IT-Sicherheit und Datenschutz sind wichtige Themen in der vernetzten digitalen Welt von heute. Der ehemalige Datenschutzbeauftragte Peter Schaar plädiert für mehr Verantwortung bei IT-Herstellern und Nutzern.
Wenn man Konsumenten nach ihren digitalen Bedürfnissen fragt, stehen Sicherheit und Datenschutz meist ganz weit oben auf der Liste. Im realen Alltag wird dann aber – so scheint es – oft weniger Wert darauf gelegt.

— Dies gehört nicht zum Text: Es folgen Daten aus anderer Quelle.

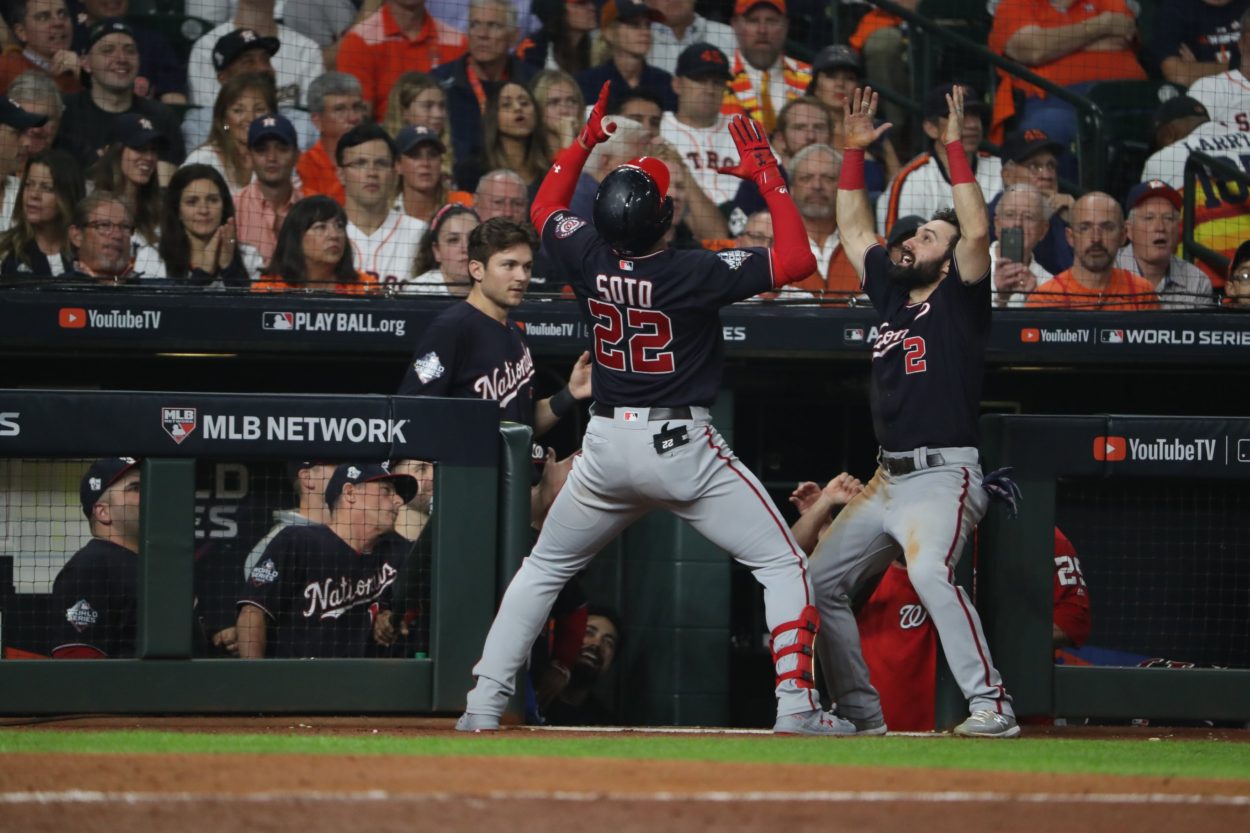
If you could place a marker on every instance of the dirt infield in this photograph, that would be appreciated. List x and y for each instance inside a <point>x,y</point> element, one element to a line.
<point>315,793</point>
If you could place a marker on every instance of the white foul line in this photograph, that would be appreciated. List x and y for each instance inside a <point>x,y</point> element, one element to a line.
<point>710,797</point>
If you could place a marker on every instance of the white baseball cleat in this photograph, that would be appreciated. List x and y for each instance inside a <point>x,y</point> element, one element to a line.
<point>985,723</point>
<point>470,722</point>
<point>814,722</point>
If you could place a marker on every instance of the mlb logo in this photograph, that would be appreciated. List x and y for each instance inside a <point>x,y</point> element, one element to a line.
<point>1110,449</point>
<point>71,318</point>
<point>179,423</point>
<point>279,322</point>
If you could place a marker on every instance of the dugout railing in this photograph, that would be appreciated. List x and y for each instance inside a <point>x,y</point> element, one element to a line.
<point>464,437</point>
<point>1015,570</point>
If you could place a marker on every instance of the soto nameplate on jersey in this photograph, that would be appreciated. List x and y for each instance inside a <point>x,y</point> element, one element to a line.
<point>669,439</point>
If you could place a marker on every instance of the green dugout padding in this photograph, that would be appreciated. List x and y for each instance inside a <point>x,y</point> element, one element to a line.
<point>1016,568</point>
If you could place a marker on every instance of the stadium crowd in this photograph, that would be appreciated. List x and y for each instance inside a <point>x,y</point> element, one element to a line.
<point>351,145</point>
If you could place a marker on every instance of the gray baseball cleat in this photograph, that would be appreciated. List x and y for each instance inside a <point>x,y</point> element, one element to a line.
<point>814,722</point>
<point>985,723</point>
<point>470,722</point>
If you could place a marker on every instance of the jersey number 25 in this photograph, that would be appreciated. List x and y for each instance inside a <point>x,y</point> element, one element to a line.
<point>635,342</point>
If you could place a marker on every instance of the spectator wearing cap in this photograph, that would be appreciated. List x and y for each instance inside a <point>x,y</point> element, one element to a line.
<point>100,234</point>
<point>295,64</point>
<point>44,29</point>
<point>481,70</point>
<point>336,106</point>
<point>318,585</point>
<point>15,125</point>
<point>161,73</point>
<point>111,64</point>
<point>835,73</point>
<point>763,76</point>
<point>400,36</point>
<point>1030,158</point>
<point>698,130</point>
<point>95,593</point>
<point>1016,274</point>
<point>128,168</point>
<point>383,238</point>
<point>423,186</point>
<point>1068,43</point>
<point>243,51</point>
<point>1191,40</point>
<point>261,206</point>
<point>1094,282</point>
<point>1154,232</point>
<point>625,26</point>
<point>1236,285</point>
<point>683,28</point>
<point>923,185</point>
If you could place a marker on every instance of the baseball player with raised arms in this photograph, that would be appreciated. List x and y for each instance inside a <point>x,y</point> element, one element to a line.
<point>658,354</point>
<point>925,498</point>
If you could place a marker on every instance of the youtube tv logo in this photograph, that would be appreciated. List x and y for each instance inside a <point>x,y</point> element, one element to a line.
<point>73,318</point>
<point>1110,448</point>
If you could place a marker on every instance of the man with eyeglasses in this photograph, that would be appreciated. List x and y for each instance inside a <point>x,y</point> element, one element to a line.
<point>100,235</point>
<point>481,70</point>
<point>1154,230</point>
<point>1030,158</point>
<point>384,240</point>
<point>1094,282</point>
<point>399,38</point>
<point>336,105</point>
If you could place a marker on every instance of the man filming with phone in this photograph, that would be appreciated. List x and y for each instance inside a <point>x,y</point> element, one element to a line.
<point>1019,224</point>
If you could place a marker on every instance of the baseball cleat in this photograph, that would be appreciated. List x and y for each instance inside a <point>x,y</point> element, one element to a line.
<point>985,723</point>
<point>814,722</point>
<point>470,722</point>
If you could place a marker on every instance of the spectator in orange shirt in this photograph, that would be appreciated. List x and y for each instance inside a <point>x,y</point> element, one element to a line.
<point>1096,234</point>
<point>336,106</point>
<point>1071,44</point>
<point>313,253</point>
<point>398,38</point>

Vier Fragen an Peter Schaar
Ich hatte kürzlich Gelegenheit für ein kurzes Gespräch zu diesem Thema mit Peter Schaar. Er war von 2002 bis 2003 Geschäftsführer eines Datenschutz-Beratungsunternehmens und von 2003 bis 2013 Bundesbeauftragter für den Datenschutz und die Informationsfreiheit. Aktuell ist der Autor zahlreicher Veröffentlichung zum Thema Datenschutz im Internet Vorsitzender der Europäischen Akademie für Informationsfreiheit und Datenschutz (EAID).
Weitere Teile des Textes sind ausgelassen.